Hubo palabrotas luego. Empujones. Su asma, mi asco, su ultraje, mi ultraje,
nuestra rivalidad absurda, nuestra amistad perdida. Yo buscaba un espacio
de cordura donde prosperara algún acuerdo, el sólo quería
tener más aire y más bronca, llorar menos, saberme odiar.

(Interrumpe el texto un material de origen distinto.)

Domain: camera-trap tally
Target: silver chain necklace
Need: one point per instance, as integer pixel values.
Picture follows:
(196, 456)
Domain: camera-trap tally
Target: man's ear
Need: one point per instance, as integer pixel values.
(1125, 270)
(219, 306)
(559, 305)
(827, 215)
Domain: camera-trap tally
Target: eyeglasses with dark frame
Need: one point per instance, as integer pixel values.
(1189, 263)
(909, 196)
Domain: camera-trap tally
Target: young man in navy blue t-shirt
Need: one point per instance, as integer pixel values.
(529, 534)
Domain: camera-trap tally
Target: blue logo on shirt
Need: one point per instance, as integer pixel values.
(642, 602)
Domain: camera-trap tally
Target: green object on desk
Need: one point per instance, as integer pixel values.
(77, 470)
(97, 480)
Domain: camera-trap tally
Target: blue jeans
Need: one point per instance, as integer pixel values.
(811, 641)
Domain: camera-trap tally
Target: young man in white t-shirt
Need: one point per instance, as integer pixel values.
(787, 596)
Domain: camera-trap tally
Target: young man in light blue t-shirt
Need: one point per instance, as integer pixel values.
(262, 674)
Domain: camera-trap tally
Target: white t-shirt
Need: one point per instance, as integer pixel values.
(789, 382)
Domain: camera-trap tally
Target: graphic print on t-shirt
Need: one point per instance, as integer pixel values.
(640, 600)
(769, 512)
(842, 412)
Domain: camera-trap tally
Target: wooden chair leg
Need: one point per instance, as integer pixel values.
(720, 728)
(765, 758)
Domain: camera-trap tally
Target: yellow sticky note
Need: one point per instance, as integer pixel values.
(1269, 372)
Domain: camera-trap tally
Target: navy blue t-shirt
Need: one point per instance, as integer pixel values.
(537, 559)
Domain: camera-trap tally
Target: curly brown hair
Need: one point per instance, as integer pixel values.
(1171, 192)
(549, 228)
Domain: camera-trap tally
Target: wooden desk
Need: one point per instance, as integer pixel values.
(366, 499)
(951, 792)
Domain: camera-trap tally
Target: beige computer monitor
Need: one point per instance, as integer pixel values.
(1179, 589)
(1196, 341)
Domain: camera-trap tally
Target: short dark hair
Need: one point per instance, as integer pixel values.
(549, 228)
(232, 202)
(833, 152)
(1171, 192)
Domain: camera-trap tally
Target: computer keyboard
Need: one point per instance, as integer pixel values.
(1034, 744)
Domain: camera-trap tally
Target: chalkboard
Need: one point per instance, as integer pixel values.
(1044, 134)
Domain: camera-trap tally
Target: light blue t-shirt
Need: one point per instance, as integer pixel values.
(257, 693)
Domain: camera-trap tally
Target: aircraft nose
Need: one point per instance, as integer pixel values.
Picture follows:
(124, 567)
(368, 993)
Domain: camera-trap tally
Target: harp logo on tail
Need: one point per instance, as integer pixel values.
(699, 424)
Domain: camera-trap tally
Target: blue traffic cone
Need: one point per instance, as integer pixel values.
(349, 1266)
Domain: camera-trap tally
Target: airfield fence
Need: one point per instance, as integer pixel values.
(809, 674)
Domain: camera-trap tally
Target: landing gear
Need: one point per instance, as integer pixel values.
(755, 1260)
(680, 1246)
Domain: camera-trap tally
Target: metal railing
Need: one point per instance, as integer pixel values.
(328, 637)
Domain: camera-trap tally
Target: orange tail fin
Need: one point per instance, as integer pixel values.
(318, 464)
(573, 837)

Convenció a su madre para que lo inscribiera en un seminario en
Córdoba, ya debe estar muy cerca de ser sacerdote. Tal vez ni siquiera
se conmueva con Silvio, ¿andará por qué calles, cómo
recordará nuestra adolescencia turbia? Lo que perdura inexplicable
para mí es el grado de responsabilidad que me cabe. Hay días,
que me acerco casi a la revelación, pero termino no llegando de
todas maneras, supongo que debí hacer algo, entender que esa preciosa
criatura que era mi Aureliano había trasladado la fuerza que se
negó a si mismo poniéndola en mi porfiada costumbre de asumir
las cosas, de hacerme a la vida como un toro bravío en una corrida
donde todo se inclina en su contra. Supuso que yo sabría conseguir
del mundo lo que él no pudo: el amor de una niña común
y corriente. Supuso que yo recuperaría su bicicleta celeste. Supuso
que yo coronaría su martirio dandole una paliza a Santiago. Supuso
que yo actuaría a tiempo en ese extravío que lo alejaba de
nosotros. Se equivocó en todo. Algo me dijo el nagual, no me permiten
sus palabras el consuelo o la comprensión, pero agitan en mi corazón
una pena que es fuerza también.
- Un nagual hecho y derecho sabe vengarse, Galito.